The dual requirement that a decision must be cognisable and that the court must be diligent in ensuring that that decision is made known is valid in relation to both the interested party and his/her lawyer. In its jurisprudence the Constitutional Court has stated that in order for the right to appeal to be effective, the potential appellant must be placed in a position in which he/she can make an informed choice, with the possibility of either accepting the decision or challenging it. Only knowledge of the content of the decision and its underlying reasoning permits the conscious formation of the will to appeal. This in turn means that a peremptory time limit for lodging an appeal can only begin at the moment when the parties can be said to be required to possess that knowledge.
In the present constitutional review case, the issue was entrusting minors to third parties with a view to their future adoption, which is the most serious of the promotion and protection measures provided for in the LPCJP. The measure implies the dissolution in the long run of the legal bonds derived from biological parenthood, and requires immediate physical separation of the parents from their children, with no visitation rights. A constitutional norm expressly requires both that such a measure must be preceded by verification of the fact that the parents have failed in their fundamental duties to the children, and that the measure can only be decided by a court. The LPCJP provides for an appeal against that decision – again a constitutional imposition, given the significance of the rights at stake. All this also implies that it is even more important for infra-constitutional legislation to respect the appellants’ rights; and there is in particular no reason why the guarantees pertaining to those rights should be less than the ones that exist in the criminal procedural field.

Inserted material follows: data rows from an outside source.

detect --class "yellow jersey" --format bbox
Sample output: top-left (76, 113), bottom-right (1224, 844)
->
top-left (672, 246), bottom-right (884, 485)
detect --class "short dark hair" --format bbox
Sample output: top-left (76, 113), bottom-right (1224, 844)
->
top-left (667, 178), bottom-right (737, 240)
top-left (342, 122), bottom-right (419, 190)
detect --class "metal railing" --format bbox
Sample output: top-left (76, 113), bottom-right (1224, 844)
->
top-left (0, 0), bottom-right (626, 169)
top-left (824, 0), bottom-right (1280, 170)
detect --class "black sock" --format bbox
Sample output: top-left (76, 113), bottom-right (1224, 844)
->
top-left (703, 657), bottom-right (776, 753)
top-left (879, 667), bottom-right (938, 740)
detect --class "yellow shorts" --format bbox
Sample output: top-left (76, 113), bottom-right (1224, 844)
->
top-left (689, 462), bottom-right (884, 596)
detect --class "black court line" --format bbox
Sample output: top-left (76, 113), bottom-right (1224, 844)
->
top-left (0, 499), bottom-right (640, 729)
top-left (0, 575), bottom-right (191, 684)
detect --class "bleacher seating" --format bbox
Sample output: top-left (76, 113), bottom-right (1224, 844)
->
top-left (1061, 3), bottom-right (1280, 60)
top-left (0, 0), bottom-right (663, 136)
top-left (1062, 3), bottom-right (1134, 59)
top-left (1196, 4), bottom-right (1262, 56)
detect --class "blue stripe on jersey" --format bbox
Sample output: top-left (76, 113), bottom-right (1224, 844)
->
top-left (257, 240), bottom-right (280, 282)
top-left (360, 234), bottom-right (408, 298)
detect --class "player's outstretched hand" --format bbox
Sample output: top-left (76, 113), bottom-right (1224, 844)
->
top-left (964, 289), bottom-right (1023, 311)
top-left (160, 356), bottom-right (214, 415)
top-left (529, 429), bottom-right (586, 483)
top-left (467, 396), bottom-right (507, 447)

In promotion and protection proceedings brought before the courts under the LPCJP, the parents are free to choose whether or not they are represented by the lawyer, except in the appeal phase, when it is obligatory. It is thus possible for a final decision to be read out by the presiding judge at the end of the pleadings, and for the parents to hear that reading of a decision that orders promotion and protection measures without ever having appointed a lawyer to represent them in the case. In such circumstances, and given that any appeal against the decision must be brought in the form of a request signed by a lawyer, it is necessary to provide a party who was not thus far legally represented with a reliable means of communicating the content of the decision to a lawyer, thereby ensuring that a decision on any appeal can be based on objective information. A simple description by the interested party of what happened during the pleadings and of the reading of the decision at which he/she was present is not sufficient.
The Court emphasised that decisions in promotion and protection cases are complex and must fulfil rigorous procedural steps that are imposed by law. For someone who is not a legal professional to merely be present when a decision is read out does not ensure that he/she fully understands what was decided and why. Moreover, even if the parent is already accompanied by a lawyer when the decision is read, the Court’s jurisprudence is that the ability to bring an appeal presupposes detailed analysis of the decision one wants to challenge – an analysis that cannot be made by simply calling on one’s memory of the reading of the sentence. The Court thus held the norms before it to be unconstitutional.
Rulings nos. 81/12 (09-02-2012); 545/06 (27-09-2006); and 186/04 (23-03-2004).